Des craintes au sujet des travailleurs agricoles, sans une meilleure protection

VANCOUVER — Les gouvernements fédéraux et provinciaux sont confrontés à une «catastrophe potentielle» si davantage de protections et de lignes directrices sur l’éloignement social ne sont pas étendues aux travailleurs agricoles migrants, affirment des défenseurs des droits de la personne.

Il y a quelques jours, 14 travailleurs migrants d’une pépinière de Kelowna ont été déclarés positifs à la COVID-19.

Les travailleurs de Bylands Nurseries vivent tous sur place, et l’Internal Health a déclaré qu’il y avait suffisamment d’espace pour que chaque résident puisse s’isoler en sécurité.

Il y avait 13252 postes de travailleurs étrangers temporaires approuvés en Colombie-Britannique l’an dernier, mais le Migrant Workers Centre avance que le nombre réel de travailleurs pourrait être beaucoup plus élevé.

Anelyse Weiler, candidate au doctorat à l’Université de Toronto, dont les recherches se concentrent sur les travailleurs agricoles migrants, a dit que l’on n’en faisait pas assez pour protéger les travailleurs vulnérables pendant la pandémie.

«Le gouvernement doit s’assurer qu’ils reçoivent des informations solides, que leurs droits sont respectés, qu’ils ont des revenus durant l’isolement et qu’il y a une logistique solide pour la quarantaine, a-t-elle dit. Sinon, nous envisageons une catastrophe potentielle.»

En 2017, plus de 59000 travailleurs étrangers temporaires ont été embauchés pour travailler dans l’industrie agricole canadienne. Plus de 15000 emplois restent toutefois vacants.

«Le gouvernement suppose que le public respectera les ordonnances de santé publique, mais nous disons que ce n’est pas suffisant pour protéger les travailleurs», a dit Natalie Drolet, directrice générale du Migrant Workers Centre.

Dans les fermes de la vallée du Fraser ou de l’Okanagan, on ne voit pas les mêmes inspections qui peuvent mener à des fermetures d’entreprises dans les grandes villes, a-t-elle ajouté.

Mary Robinson, présidente de la Fédération canadienne de l’agriculture, a mentionné que l’industrie collabore bien avec le gouvernement.

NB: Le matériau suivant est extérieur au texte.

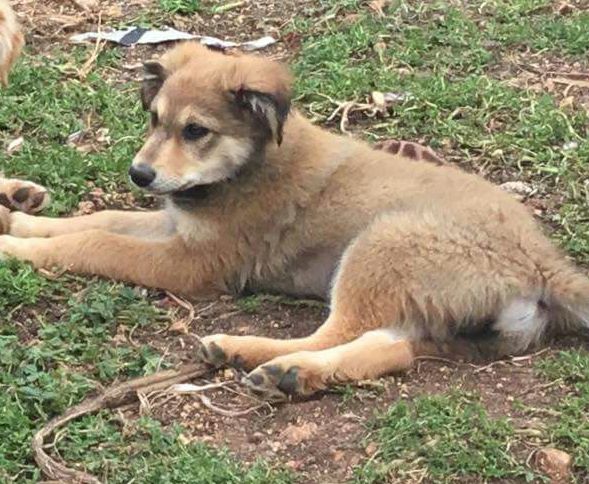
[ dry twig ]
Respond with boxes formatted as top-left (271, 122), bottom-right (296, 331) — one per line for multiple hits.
top-left (32, 365), bottom-right (209, 484)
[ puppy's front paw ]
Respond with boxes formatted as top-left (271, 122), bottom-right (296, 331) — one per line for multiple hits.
top-left (197, 334), bottom-right (244, 368)
top-left (243, 351), bottom-right (328, 401)
top-left (0, 178), bottom-right (51, 214)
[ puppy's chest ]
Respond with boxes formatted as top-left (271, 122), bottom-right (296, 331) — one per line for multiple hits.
top-left (248, 247), bottom-right (342, 299)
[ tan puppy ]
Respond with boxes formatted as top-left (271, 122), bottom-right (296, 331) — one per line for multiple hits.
top-left (0, 44), bottom-right (589, 398)
top-left (0, 0), bottom-right (25, 86)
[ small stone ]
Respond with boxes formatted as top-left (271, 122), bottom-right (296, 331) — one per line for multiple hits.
top-left (247, 432), bottom-right (265, 444)
top-left (364, 442), bottom-right (378, 457)
top-left (536, 447), bottom-right (573, 484)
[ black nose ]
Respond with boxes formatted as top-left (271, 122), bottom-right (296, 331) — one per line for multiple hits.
top-left (129, 163), bottom-right (156, 188)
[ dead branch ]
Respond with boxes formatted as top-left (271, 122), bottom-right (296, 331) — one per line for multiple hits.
top-left (32, 364), bottom-right (209, 484)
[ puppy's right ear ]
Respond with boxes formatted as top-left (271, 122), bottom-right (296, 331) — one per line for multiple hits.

«Les producteurs ont grand intérêt à bien faire les choses, a-t-elle déclaré à propos des directives sur l’isolement et la distance. Ces personnes entrent dans l’espace de travail d’un producteur et souvent, elles y vivent également. Il est extrêmement important du côté des producteurs de s’assurer que les gens vont bien.»

Le gouvernement de la Colombie-Britannique a annulé la période d’attente pour la couverture médicale des travailleurs étrangers temporaires la semaine dernière, permettant ainsi une couverture santé pour les demandes d’indemnisation en lien à la COVID-19.

Mais Byron Cruz, membre de Sanctuary Health, qui fournit de l’aide et des conseils juridiques aux migrants, a dit que les actions ne suffisaient pas à protéger les travailleurs.

«Nous voulons que le gouvernement établisse des règles exécutoires, pas des directives», a déclaré Cruz.

Cruz a déclaré que les directives du gouvernement n’incluaient pas l’approvisionnement alimentaire des travailleurs.

Par conséquent, Sanctuary Health coordonne les livraisons de nourriture aux travailleurs du Lower Mainland et de Kelowna.